Sequence data and phylogenetic analysis

Each regional assemblage of aquatic beetles along a 4,500-km transect from northern Sweden to Morocco (see Fig. 1 and Supplementary Table S1) was composed of several localities within a <50-km radius from both lotic and lentic habitats. Samples were collected in 100% alcohol and identified in the field, to include a total of 204 recognizable species. At every unique locality within a region, all specimens up to a maximum of five individuals per field-identified species were used for DNA extraction.
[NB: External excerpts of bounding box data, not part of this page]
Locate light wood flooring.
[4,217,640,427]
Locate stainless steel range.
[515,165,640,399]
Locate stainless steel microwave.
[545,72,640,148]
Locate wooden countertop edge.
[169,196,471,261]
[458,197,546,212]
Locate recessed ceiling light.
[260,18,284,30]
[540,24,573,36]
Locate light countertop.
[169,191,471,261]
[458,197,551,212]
Field identifications were used to maximize the diversity and to obtain a good representation of the total variation, but these identifications were not further utilized. Hence the data reflect the evolutionary history of the target taxa as inferred from a single locus, but any inconsistencies that may result from gene tree–species tree incongruence presumably are avoided due to the very large number of lineages sampled and the relatively rare occurrence of incongruence25. Note that with only the mtDNA sequenced, gene tree incongruence could only be assessed indirectly against the morphological species limits; where such incongruence with the mtDNA groups was evident, this usually affected only some portions of the species ranges26, that is, any resulting error would affect the details of geographic turnover but not the discovery of species-level groups per se.
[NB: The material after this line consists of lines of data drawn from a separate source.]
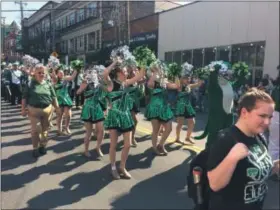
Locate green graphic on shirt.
[247,168,259,180]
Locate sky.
[1,1,47,24]
[1,0,186,25]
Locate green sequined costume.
[81,84,105,124]
[54,80,73,107]
[145,82,173,122]
[104,81,134,133]
[174,86,195,119]
[128,86,142,113]
[99,89,108,111]
[194,70,234,147]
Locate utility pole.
[1,17,6,53]
[15,0,27,24]
[126,1,130,46]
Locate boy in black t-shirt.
[207,88,274,210]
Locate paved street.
[1,102,279,209]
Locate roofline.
[158,0,202,14]
[105,12,159,30]
[27,1,59,20]
[130,12,159,23]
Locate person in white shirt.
[8,62,22,105]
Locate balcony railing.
[56,14,101,34]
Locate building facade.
[22,1,58,61]
[102,13,158,60]
[23,1,178,64]
[2,21,21,62]
[158,1,279,81]
[54,1,102,64]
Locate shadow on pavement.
[1,137,32,148]
[1,153,87,192]
[27,150,195,209]
[1,150,37,171]
[111,151,195,209]
[27,165,113,209]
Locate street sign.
[51,52,58,58]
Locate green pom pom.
[167,62,182,82]
[133,46,157,67]
[70,60,84,70]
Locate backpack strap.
[257,133,268,148]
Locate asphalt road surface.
[1,102,279,209]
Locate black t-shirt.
[207,126,273,210]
Genomic DNA was extracted from muscle tissue in the prothorax region with Wizard SV 96-well plates (Promega, UK). An 825 base pair region from the 3′ end of mitochondrial cytochrome oxidase I was amplified with primers Jerry27, Ron Inosine, Ron Dyt, Patty, and Pat Dyt28. Amplification conditions used with Bioline Taq were 94 °C for 2 min, 35–40 cycles of 94 °C for 30 s, 53 °C for 60 s and 70 °C for 120 s, and a final extension of 70 °C for 10 min. PCR products were cleaned with a 96-well Millipore multiscreen plate, and sequenced in both directions using ABI dye terminator sequencing. Approximately 8,000 individuals were processed. Trace files of forward and reverse strands were analysed with the base calling software Phred29 under default parameters. Only sequences with >600 bps of Phrap score >20 were retained, resulting in >5,000 high-quality sequences. A small proportion (1.2%) of sequences with indels and in-frame stop codons were removed as putative pseudogenes. A subset of sequences for the subfamily Agabinae was already used in a previous study after manual editing26, but the raw data were recompiled here using the automated editing, to make them compatible with all other data.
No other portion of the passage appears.